Archive for June, 2008
Bavarian Orange Cream
A pint and a half of cream, the juice of five oranges and grated rind of two, one large cupful of sugar, the yolks of six eggs, half a package of gelatine, half a cupful of cold water.
Soak the gelatine two hours in the cold water. Whip the cream, and skim off until there is less than half a pint unwhipped.
Grate the rind of the oranges on the gelatine, Squeeze and strain the orange juice, and add the sugar to it. Put the unwhipped cream in the double boiler. Beat the yolks of the eggs and add to the milk.
Stir this mixture until it begins to thicken, and add the gelatine. As soon as the gelatine is dissolved, take off, and place in a pan of ice water. Stir until it begins to cool (about two minutes), and add the orange juice and sugar. Beat about as thick as soft custard, and add the whipped cream. Stir until well mixed, and pour into the moulds.
Set away to harden. There will be about two quarts. Serve with whipped cream heaped around the orange cream.
Lemon Bars
CRUST
1 cup (2 sticks) unsalted butter, room temperature
1/2 cup confectioner’s sugar
2 cups all purpose flour
LEMON TOPPING
4 large eggs
2 cups sugar
Dash salt
Lemon juice with pulp to equal 4 tablespoons (see note below)
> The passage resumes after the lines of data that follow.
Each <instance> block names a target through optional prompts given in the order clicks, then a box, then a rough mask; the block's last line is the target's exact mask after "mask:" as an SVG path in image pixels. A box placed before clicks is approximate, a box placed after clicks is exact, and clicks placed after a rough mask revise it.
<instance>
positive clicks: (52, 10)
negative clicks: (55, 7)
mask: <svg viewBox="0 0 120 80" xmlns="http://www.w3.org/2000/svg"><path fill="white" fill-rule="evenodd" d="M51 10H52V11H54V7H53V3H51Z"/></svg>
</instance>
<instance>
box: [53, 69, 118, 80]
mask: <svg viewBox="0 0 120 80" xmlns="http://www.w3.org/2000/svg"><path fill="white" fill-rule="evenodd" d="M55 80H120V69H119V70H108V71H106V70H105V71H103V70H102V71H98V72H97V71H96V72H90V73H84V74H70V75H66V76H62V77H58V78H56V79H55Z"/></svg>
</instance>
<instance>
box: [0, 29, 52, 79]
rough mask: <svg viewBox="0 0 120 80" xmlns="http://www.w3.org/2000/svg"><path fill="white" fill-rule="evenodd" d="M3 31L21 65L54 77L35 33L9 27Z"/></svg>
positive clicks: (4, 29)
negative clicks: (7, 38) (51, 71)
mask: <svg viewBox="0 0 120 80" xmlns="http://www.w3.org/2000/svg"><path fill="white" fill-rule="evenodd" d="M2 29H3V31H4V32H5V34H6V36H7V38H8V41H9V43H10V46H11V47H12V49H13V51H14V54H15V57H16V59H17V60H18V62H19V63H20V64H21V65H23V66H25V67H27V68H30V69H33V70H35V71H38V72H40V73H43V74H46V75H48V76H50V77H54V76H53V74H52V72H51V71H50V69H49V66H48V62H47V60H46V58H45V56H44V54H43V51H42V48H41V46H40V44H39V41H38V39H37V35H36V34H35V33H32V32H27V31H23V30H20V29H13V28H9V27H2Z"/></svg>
For Crust: Preheat oven to 350° F. In a medium bowl, mix the butter,
confectioner’s sugar and flour with you hands just until blended, similar to a
pie crust dough. Pat into an ungreased 13×9x2-inch baking pan. Bake for 15
minutes. Remove from oven and cool almost completely before adding
topping.
For Lemon Topping: Mix together the eggs, sugar, salt, and lemon juice. Beat
with spoon or whisk until well blended and the sugar is dissolved. Pour over
partially cooled crust. Return to oven and bake 20 minutes or until top is set.
Cool on rack. Cut into bars. Store in refrigerator.
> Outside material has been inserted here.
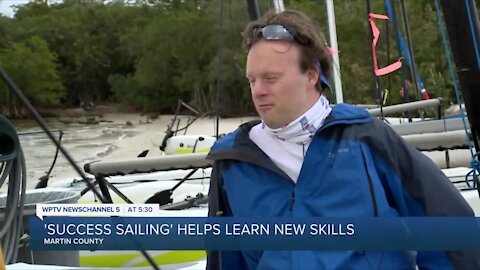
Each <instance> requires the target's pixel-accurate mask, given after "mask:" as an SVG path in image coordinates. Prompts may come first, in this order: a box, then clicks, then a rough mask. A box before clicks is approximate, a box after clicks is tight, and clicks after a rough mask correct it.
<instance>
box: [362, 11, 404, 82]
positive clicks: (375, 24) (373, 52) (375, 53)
mask: <svg viewBox="0 0 480 270" xmlns="http://www.w3.org/2000/svg"><path fill="white" fill-rule="evenodd" d="M373 19H380V20H388V17H387V16H385V15H380V14H375V13H369V14H368V21H369V22H370V26H371V27H372V33H373V42H372V56H373V66H374V68H375V75H377V76H383V75H385V74H388V73H391V72H394V71H395V70H397V69H399V68H401V67H402V61H401V60H400V59H398V60H397V62H395V63H393V64H390V65H388V66H386V67H383V68H378V63H377V52H376V49H375V48H376V47H377V42H378V37H379V36H380V30H379V29H378V27H377V25H376V24H375V21H374V20H373Z"/></svg>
Note: It is important that you measure the lemon juice with the pulp added,
not before you add the pulp. Generally speaking, the amount of pulp that
naturally comes out of the lemon when it is reamed is sufficient. Don’t forget
to remove the seeds.
Potato Casserole with Crumb Topping
- Large potatoes ( 1 per
- Sour cream
- Salt and white pepper
- Buttered dry breadcrumbs
- Grated cheddar cheese (opt)
Peel potatoes and cook until tender. Drain and place over low heat, shaking pan gently to dry. Mash potatoes until smooth, adding enough sour cream (about 1/2 cup per 5 or 6 potatoes) to make a creamy consistency. Season to taste with salt and white pepper.
Transfer potatoes to buttered casserole and sprinkle top with buttered crumbs and grated cheese if using.
Refrigerate. Bring to room temperature about 30 minutes before reheating.